TRENTON – A housing advocate said that state Sen. Raymond Lesniak is trying to redirect $20 million from the state’s housing trust fund to aid a private developer renovating apartments down the street from the Democrat’s Elizabeth home.
The criticism came on the same day the Senate Economic Growth Committee, chaired by Lesniak, voted 7-0 to advance his affordable housing bill (S-1) to the full Senate. Critics of the measure charge that it will allow municipalities to create new barriers to building affordable housing, and the Office of Legislative Services concluded that the bill would likely be found unconstitutional.
“This is total hypocrisy,” Fair Share Housing Center Associate Director Kevin D. Walsh said. “In his own backyard, Senator Lesniak wants the state to provide a $20 million bail out to a private housing development.

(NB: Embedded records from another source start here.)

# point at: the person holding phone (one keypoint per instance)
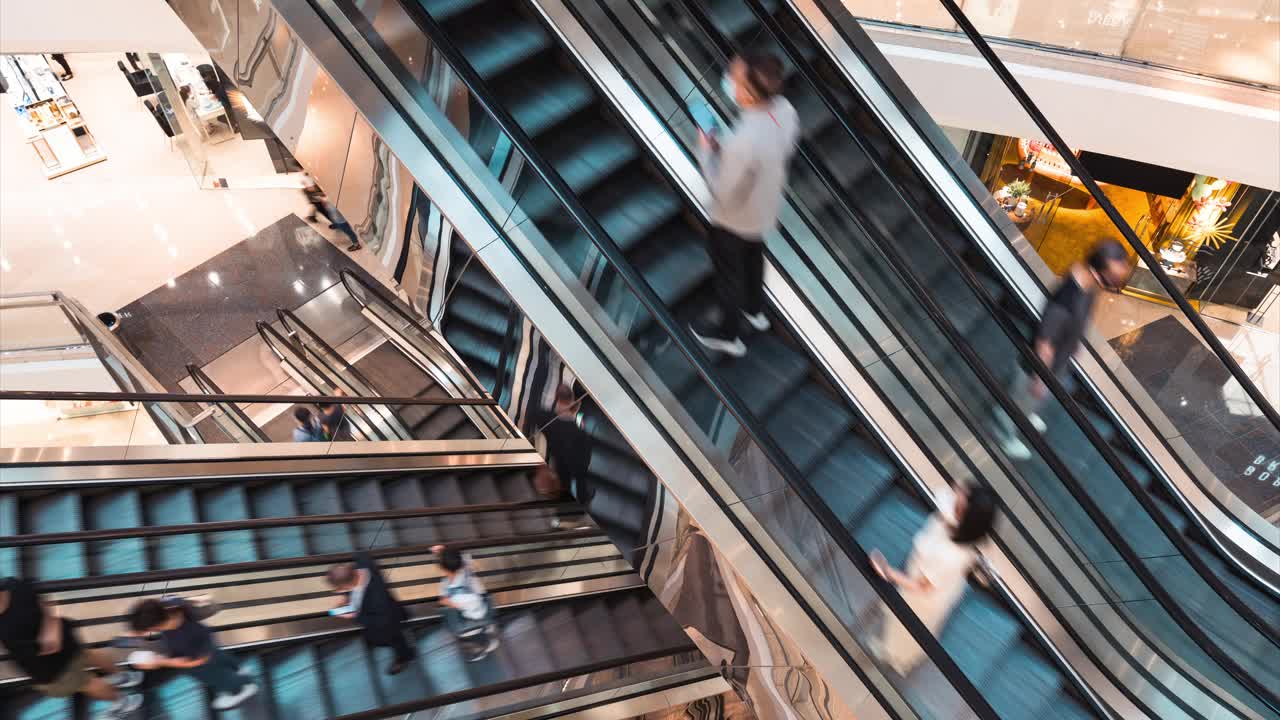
(370, 604)
(746, 172)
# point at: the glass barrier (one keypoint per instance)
(558, 228)
(878, 229)
(1232, 39)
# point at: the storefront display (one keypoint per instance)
(50, 119)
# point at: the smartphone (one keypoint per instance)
(704, 118)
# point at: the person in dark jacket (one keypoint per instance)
(373, 606)
(1060, 331)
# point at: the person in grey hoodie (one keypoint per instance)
(745, 171)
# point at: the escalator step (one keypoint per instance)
(323, 497)
(9, 556)
(297, 683)
(174, 507)
(406, 493)
(277, 500)
(1022, 683)
(117, 510)
(891, 525)
(851, 478)
(446, 491)
(978, 633)
(347, 677)
(442, 660)
(220, 504)
(808, 424)
(56, 513)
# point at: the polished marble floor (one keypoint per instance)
(215, 305)
(1203, 401)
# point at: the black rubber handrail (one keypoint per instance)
(661, 314)
(233, 397)
(208, 386)
(1080, 172)
(348, 277)
(147, 577)
(263, 523)
(978, 367)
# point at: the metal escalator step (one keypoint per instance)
(365, 495)
(626, 611)
(891, 525)
(347, 675)
(109, 511)
(277, 500)
(323, 497)
(173, 507)
(496, 49)
(297, 683)
(479, 488)
(1022, 683)
(220, 504)
(565, 638)
(181, 696)
(33, 706)
(405, 492)
(56, 513)
(598, 629)
(10, 565)
(440, 659)
(851, 478)
(446, 491)
(978, 633)
(808, 424)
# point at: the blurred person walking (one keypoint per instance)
(746, 172)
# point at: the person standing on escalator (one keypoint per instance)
(746, 172)
(1059, 333)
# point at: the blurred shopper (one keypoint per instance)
(188, 646)
(306, 428)
(321, 208)
(568, 447)
(371, 605)
(1059, 333)
(45, 646)
(937, 570)
(467, 610)
(745, 171)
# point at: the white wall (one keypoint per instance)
(1120, 109)
(92, 26)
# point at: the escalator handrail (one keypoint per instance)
(264, 523)
(891, 251)
(208, 386)
(649, 300)
(149, 577)
(347, 277)
(73, 395)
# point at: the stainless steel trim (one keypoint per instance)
(594, 358)
(179, 461)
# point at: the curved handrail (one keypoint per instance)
(232, 410)
(731, 400)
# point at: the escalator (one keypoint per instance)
(571, 616)
(1200, 583)
(589, 167)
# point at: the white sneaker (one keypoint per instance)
(227, 701)
(759, 320)
(126, 679)
(123, 707)
(735, 347)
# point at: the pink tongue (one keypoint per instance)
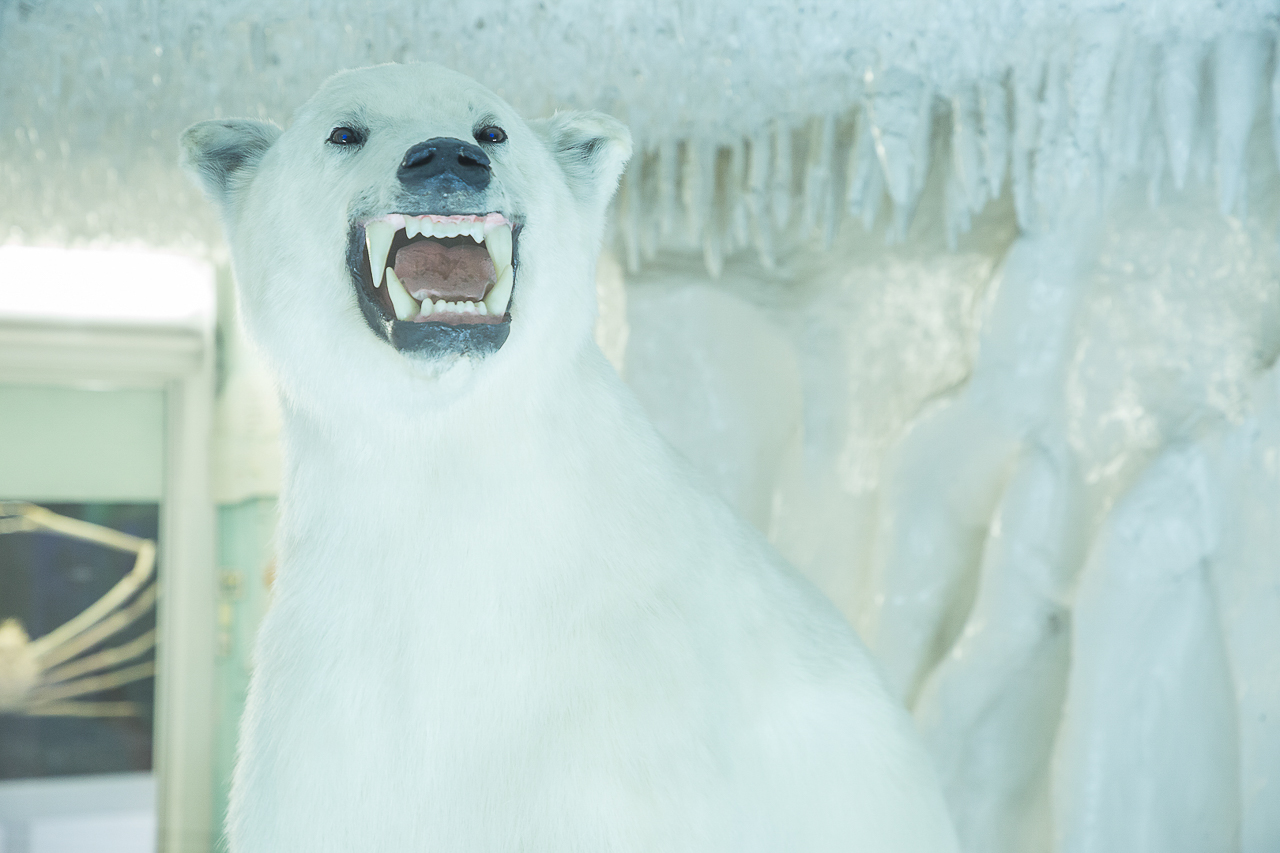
(443, 273)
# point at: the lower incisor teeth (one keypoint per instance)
(378, 240)
(406, 306)
(499, 296)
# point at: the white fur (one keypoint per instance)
(506, 616)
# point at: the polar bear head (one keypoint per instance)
(410, 233)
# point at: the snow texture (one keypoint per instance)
(974, 306)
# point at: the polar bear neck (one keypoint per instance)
(480, 492)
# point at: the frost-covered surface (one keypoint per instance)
(750, 117)
(991, 351)
(1040, 473)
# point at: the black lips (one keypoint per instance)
(430, 340)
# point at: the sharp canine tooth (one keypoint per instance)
(406, 306)
(499, 250)
(378, 240)
(501, 293)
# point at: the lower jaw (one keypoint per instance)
(462, 334)
(439, 340)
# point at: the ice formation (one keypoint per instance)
(973, 306)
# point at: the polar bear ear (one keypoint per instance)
(223, 155)
(592, 149)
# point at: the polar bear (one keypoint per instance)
(506, 615)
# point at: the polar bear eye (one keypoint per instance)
(346, 136)
(492, 135)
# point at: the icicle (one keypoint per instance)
(1051, 178)
(1148, 755)
(630, 209)
(955, 200)
(652, 213)
(1092, 64)
(737, 178)
(874, 199)
(899, 106)
(1027, 89)
(698, 185)
(668, 169)
(862, 165)
(782, 172)
(993, 103)
(817, 177)
(1240, 60)
(1275, 112)
(1179, 101)
(760, 154)
(967, 169)
(1128, 122)
(717, 222)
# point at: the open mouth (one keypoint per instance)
(437, 282)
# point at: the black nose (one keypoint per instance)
(444, 160)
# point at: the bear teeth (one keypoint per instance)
(492, 229)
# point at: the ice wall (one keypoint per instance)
(1040, 474)
(973, 306)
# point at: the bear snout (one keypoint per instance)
(444, 164)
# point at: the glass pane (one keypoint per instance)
(90, 706)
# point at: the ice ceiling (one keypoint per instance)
(988, 343)
(732, 104)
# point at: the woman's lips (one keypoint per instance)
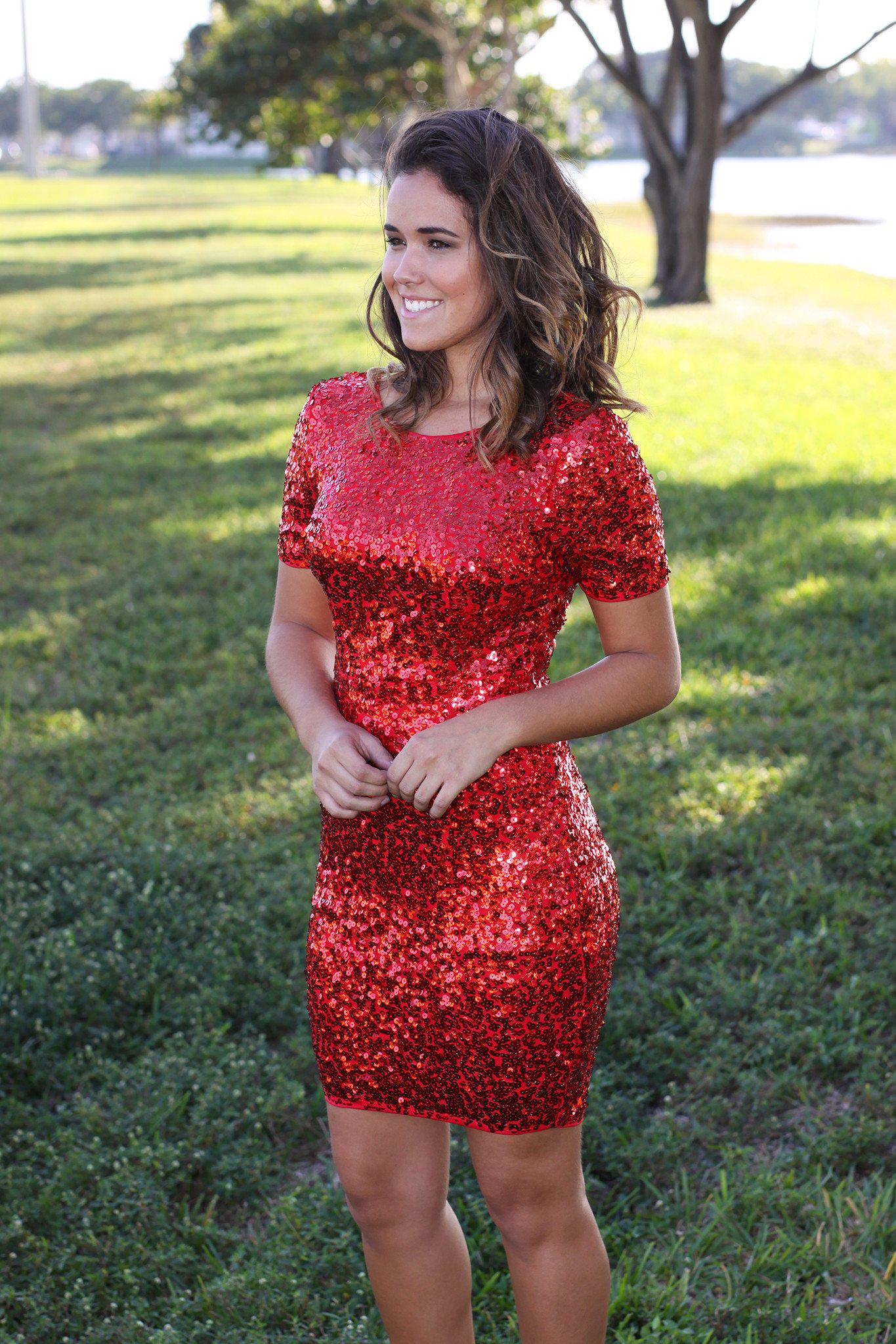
(422, 312)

At the same time, he is pushing S-1, which would cut $20 million in annual funding for urban areas in the rest of the state and make it harder to build starter homes and apartments everywhere else.”

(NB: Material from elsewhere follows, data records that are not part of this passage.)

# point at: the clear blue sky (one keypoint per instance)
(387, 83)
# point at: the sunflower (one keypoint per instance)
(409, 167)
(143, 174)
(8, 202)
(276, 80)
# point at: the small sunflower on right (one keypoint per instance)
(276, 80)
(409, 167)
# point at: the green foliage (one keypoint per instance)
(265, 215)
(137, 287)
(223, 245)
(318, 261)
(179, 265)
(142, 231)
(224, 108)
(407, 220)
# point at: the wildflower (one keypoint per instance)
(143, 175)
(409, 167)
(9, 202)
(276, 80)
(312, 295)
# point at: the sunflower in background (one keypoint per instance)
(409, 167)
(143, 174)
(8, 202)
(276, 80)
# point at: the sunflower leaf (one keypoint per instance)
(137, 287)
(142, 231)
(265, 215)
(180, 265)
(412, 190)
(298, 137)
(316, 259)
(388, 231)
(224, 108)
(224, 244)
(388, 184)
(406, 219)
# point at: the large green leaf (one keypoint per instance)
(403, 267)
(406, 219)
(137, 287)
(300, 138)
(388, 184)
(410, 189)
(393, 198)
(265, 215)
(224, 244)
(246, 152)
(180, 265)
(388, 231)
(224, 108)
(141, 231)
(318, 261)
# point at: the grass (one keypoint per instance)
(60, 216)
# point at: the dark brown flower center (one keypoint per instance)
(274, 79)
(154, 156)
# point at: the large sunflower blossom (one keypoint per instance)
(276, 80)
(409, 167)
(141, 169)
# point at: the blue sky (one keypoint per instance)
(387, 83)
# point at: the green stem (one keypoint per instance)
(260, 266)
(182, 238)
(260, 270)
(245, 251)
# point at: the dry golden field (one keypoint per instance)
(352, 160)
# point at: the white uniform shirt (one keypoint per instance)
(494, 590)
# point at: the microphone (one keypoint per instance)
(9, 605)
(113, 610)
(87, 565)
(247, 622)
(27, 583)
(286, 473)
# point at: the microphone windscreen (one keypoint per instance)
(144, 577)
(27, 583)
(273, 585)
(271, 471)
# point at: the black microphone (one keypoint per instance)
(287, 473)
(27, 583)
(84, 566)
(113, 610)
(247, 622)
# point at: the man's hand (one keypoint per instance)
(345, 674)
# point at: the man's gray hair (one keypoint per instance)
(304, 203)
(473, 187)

“The state should allocate scarce funds through a fair and competitive process like the one that Sen. Lesniak proposes to eliminate through S-1,” Walsh said. “Ad hoc bailouts through earmarks from Sen. Lesniak do not constitute an effective or fair state housing policy.”
When asked about Walsh’s statements, Lesniak told a Star-Ledger reporter “I don’t comment on anything that person says, ever. He’s a mean-spirited, evil human being.” He also told the reporter that Walsh is “a stupid imbecile.”
According to Walsh, Lesniak introduced a bill, S-1889, that would transfer $20 million in payments of $5 million a year for each of the next four years from the state’s Affordable Housing Trust Fund to renovations of the Oakwood Plaza Apartments down the street from Lesniak’s Elizabeth home. The bill passed the Senate Economic Growth Committee, which Lesniak chairs, on May 13 and now awaits action on the floor of the Senate and in the Assembly.
In January 2009, the Union County Freeholders authorized $20 million in bonds to renovate the apartments. The proceeds of the bond went to a private developer, Community Investment Strategies (CIS). The deal was structured so that if CIS didn’t pay the funds back, Union County and Elizabeth taxpayers would be required to pay back the funds to the bondholders, which enabled the bond to win a favorable rating from Wall Street ratings agencies based on “the county guarantee to levy ad valorem taxes to assure timely debt service payments.”
In March 2010, CIS lost a statewide competition for financing through the Low Income Housing Tax Credit program. Lesniak introduced S-1889 shortly after.